Dominant contribution of Asgard archaea to eukaryogenesis

AI Summary12 min read

TL;DR

A comprehensive phylogenetic analysis reveals that Asgard archaea contributed dominantly to the origin of most core eukaryotic functional systems, with a limited role for Alphaproteobacteria and sporadic bacterial gene acquisitions, supporting a eukaryogenesis model where key cellular features evolved in the Asgard lineage before mitochondrial endosymbiosis.

Key Takeaways

  • Asgard archaea are the primary source of most conserved eukaryotic genes, indicating their crucial role in eukaryogenesis.
  • Alphaproteobacteria contributed mainly to energy transformation and Fe–S cluster biogenesis, with other bacterial inputs being scattered and inconsistent.
  • The findings support a model where eukaryotic cellular complexity evolved in the Asgard lineage, followed by mitochondrial capture and sporadic horizontal gene transfers.

Tags

Molecular evolutionPhylogeneticsScienceHumanities and Social Sciencesmultidisciplinary

Abstract

The origin of eukaryotes is one of the key problems in evolutionary biology1,2. The demonstration that the last eukaryotic common ancestor (LECA) already contained the mitochondrion—an endosymbiotic organelle derived from an alphaproteobacterium—and the discovery of Asgard archaea—the closest archaeal relatives of eukaryotes3,4,5,6,7—inform and constrain evolutionary scenarios of eukaryogenesis8. We conducted a comprehensive analysis of the origins of core eukaryotic genes tracing to the LECA within a rigorous statistical framework centred around evolutionary hypothesis testing using constrained phylogenetic trees. The results show dominant contributions of Asgard archaea to the origin of most of the conserved eukaryotic functional systems and pathways. A limited contribution from Alphaproteobacteria was identified, relating primarily to energy transformation systems and Fe–S cluster biogenesis, whereas ancestry from other bacterial phyla was scattered across the eukaryotic functional landscape, without clear, consistent trends. These findings imply a model of eukaryogenesis in which key features of eukaryotic cell organization evolved in the Asgard lineage leading to the LECA, followed by the capture of the alphaproteobacterial endosymbiont and augmented by numerous but sporadic horizontal acquisitions of genes from other bacteria both before and after endosymbiosis.

Main

Eukaryotes drastically differ from archaea and bacteria (collectively, prokaryotes) by the complex organization of eukaryotic cells. The signature features of this organizational complexity include the eponymous nucleus, the endomembrane system, the elaborate cytoskeleton and the energy-converting mitochondrion, which evolved from an alphaproteobacterial endosymbiont9. Early eukaryogenesis models featured an amitochondrial protoeukaryote that captured and domesticated an alphaproteobacterium at a relatively late stage of evolution10,11. However, subsequent research revealed no primary amitochondrial eukaryotes although many have secondarily lost mitochondria12. Thus, the last eukaryotic common ancestor (LECA) probably already possessed mitochondria along with the other signatures of the eukaryotic cellular organization1,2,8. These findings lend credence to scenarios of eukaryogenesis in which mitochondrial endosymbiosis triggered cellular reorganization, giving rise to eukaryotic cellular complexity1,2,8,13,14,15.
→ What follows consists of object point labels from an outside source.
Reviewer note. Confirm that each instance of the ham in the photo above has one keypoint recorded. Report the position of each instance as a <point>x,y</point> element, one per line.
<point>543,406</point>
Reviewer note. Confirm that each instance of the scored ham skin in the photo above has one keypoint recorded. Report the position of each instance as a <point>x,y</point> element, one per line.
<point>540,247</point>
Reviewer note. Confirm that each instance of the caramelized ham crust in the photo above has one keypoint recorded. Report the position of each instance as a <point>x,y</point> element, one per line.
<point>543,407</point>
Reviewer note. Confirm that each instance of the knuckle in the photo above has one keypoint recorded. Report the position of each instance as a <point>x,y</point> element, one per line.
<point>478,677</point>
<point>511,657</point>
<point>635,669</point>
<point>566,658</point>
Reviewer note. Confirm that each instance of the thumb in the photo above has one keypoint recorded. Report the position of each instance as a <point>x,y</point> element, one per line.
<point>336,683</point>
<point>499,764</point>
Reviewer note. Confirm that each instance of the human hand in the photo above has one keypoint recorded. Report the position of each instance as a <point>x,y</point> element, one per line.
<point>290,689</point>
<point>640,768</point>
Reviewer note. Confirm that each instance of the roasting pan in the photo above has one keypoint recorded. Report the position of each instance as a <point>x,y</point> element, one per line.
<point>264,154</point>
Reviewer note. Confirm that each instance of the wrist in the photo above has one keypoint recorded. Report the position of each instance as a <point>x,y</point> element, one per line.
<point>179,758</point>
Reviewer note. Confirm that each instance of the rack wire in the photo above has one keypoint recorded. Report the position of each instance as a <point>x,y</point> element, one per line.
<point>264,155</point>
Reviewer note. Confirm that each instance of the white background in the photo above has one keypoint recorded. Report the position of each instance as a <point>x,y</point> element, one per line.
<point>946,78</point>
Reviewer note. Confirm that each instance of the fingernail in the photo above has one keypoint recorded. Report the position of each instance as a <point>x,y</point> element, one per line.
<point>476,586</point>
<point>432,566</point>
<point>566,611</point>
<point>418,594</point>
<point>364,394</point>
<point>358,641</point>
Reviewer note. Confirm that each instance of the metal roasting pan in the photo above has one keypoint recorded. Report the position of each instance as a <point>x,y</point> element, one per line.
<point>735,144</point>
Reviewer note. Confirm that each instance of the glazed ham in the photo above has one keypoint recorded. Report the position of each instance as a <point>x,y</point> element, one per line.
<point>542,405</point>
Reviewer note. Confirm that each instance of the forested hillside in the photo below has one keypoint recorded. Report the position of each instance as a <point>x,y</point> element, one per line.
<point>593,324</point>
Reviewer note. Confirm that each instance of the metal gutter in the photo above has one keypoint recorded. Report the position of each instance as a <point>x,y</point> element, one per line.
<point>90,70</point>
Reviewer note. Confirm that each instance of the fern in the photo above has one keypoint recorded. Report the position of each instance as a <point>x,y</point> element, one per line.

Phylogenomic analyses show that the core genes of eukaryotes that can be traced to the LECA are a mix originating from archaea and various bacteria and, in early studies, the bacterial contributions quantitatively exceeded the archaeal ones1. The archaea-derived genes were found primarily in information-processing systems (replication, transcription and translation), whereas genes of apparent bacterial origin comprised the operational component of the eukaryotic gene complement, in particular encoding metabolic enzymes16,17,18,19.

The study of eukaryogenesis was transformed by the discovery and exploration of Asgard archaea (currently, phylum Promethearchaeota within kingdom Promethearchaeati20,21, hereafter Asgard) which includes the closest known archaeal relatives of eukaryotes3,4,5,6,7. Phylogenetic analyses of conserved genes have been pushing the eukaryotic branch progressively deeper within the Asgard tree. The latest such analysis identified the order Hodarchaeales, within the Asgard class Heimdallarchaeia, as the likely sister group of eukaryotes4. However, with the continued influx of Asgard sequence data, the exact affinity of eukaryotes within Asgard remains a moving target22,23. Notably, Asgard archaea encode, express and use homologues of a broad variety of eukaryote signature proteins beyond the core information-processing componentry, in particular, cytoskeletal proteins and proteins involved in membrane remodelling4,5,7,24,25. Furthermore, these genes of Asgard archaea have undergone extensive duplication and subfunctionalization pre-LECA, suggesting their prominent role in eukaryogenesis26.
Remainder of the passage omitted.